Poe, chair of the Senate public services panel, said the hearing is scheduled on Tuesday, March 19 at the Senate session hall at 10 a.m.
“We will call for the hearing as part of the committee’s oversight functions over the country’s utilities,” Poe said in a statement.
“What we are seeing now is not normal and something that our households and farmers do not deserve,” the senator said.
Poe said the committee will invite all concerned government agencies, heads of water concessionaires, regulators and other concerned stakeholders to discuss the crisis and come up with solutions to ease the impact of the supply shortage.
The lawmaker stressed it is important for the officials to attend the hearing, “so that together, we can come up with immediate short-and long-term solutions to avert the current water crisis.”

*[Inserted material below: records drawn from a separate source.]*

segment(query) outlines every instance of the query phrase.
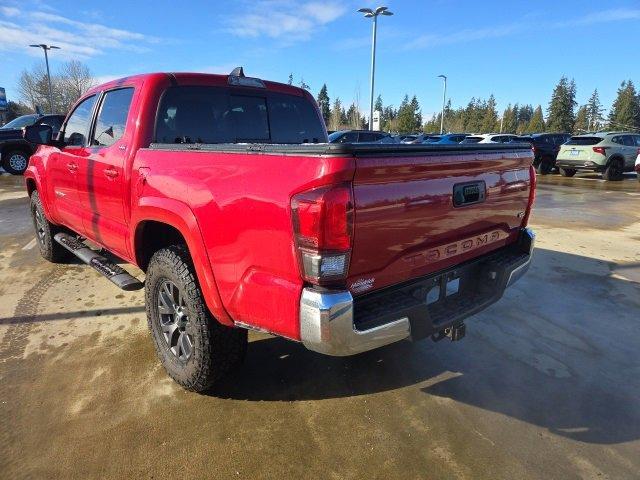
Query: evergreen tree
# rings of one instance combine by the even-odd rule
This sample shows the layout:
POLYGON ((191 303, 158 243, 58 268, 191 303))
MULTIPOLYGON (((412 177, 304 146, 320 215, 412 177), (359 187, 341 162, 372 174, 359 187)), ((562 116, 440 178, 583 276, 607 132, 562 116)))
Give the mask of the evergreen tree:
POLYGON ((533 107, 531 105, 523 105, 518 109, 516 133, 521 135, 527 130, 531 117, 533 117, 533 107))
POLYGON ((420 111, 418 98, 415 95, 413 96, 413 98, 411 98, 409 106, 411 107, 411 113, 413 114, 413 131, 417 132, 422 126, 422 112, 420 111))
POLYGON ((562 77, 553 89, 549 102, 547 129, 550 132, 571 132, 575 122, 576 84, 562 77))
POLYGON ((416 126, 416 112, 414 107, 413 99, 410 101, 409 95, 405 95, 402 99, 402 103, 400 103, 400 107, 398 108, 398 122, 396 125, 398 132, 412 133, 420 128, 419 124, 416 126))
POLYGON ((591 130, 589 128, 589 110, 587 105, 582 105, 576 113, 576 121, 573 124, 573 133, 579 135, 591 130))
POLYGON ((352 103, 347 110, 347 124, 349 125, 349 128, 362 128, 360 110, 358 110, 358 106, 355 102, 352 103))
POLYGON ((602 104, 600 103, 600 96, 598 95, 597 88, 593 91, 591 97, 589 97, 589 101, 587 102, 586 107, 587 118, 589 120, 589 126, 587 130, 597 131, 599 129, 599 126, 604 123, 604 117, 602 116, 604 108, 602 108, 602 104))
POLYGON ((378 95, 378 98, 376 98, 373 104, 373 111, 380 112, 380 130, 384 130, 384 105, 382 103, 382 95, 378 95))
POLYGON ((496 112, 496 99, 493 95, 489 97, 489 101, 483 107, 484 114, 480 130, 483 133, 495 132, 496 124, 498 123, 498 112, 496 112))
POLYGON ((287 83, 288 83, 289 85, 293 85, 293 73, 290 73, 290 74, 289 74, 289 80, 287 80, 287 83))
POLYGON ((346 115, 342 108, 342 102, 336 97, 331 109, 331 119, 329 121, 329 130, 340 130, 346 124, 346 115))
POLYGON ((502 113, 502 133, 516 133, 518 129, 518 104, 511 104, 502 113))
POLYGON ((526 133, 542 133, 545 131, 544 117, 542 116, 542 107, 538 107, 533 111, 529 125, 525 130, 526 133))
POLYGON ((392 105, 384 107, 384 109, 382 110, 382 121, 380 123, 380 129, 385 131, 396 131, 398 129, 396 126, 397 117, 398 112, 393 108, 392 105))
POLYGON ((640 129, 640 100, 631 80, 622 82, 618 96, 609 112, 609 128, 614 130, 640 129))
POLYGON ((300 83, 298 84, 300 88, 304 88, 305 90, 311 90, 311 87, 305 83, 304 78, 300 79, 300 83))
POLYGON ((329 94, 327 93, 327 84, 323 84, 320 92, 318 93, 318 107, 322 113, 325 125, 329 125, 331 120, 331 102, 329 100, 329 94))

Poe said there is also a need to hear the current mitigating measures to be implemented by government agencies especially for the agricultural sector.
“We also need to hear the current mitigating measures planned by the agencies, such as the Department of Agriculture, given the importance of our agricultural sector to the economy,” Poe added.
Poe earlier expressed alarm over the water crisis facing the country as the summer season begins and with the onslaught of El Nino.
According to Poe, the government should be more proactive in addressing the problem by adopting a radical approach in tackling existing problems or shortcomings in the water supply system.
She also reiterated the need to rationalize the economic as well as administrative regulation of water utilities through an independent, quasi-judicial body.
Earlier in the day, Senate President Vicente Sotto III said he would ask the appropriate committees to immediately start an investigation into the water shortage problem.
Sotto said the conflicting statements of government agencies and water concessionaires on the perceived water shortage are confusing the water consumers and the public.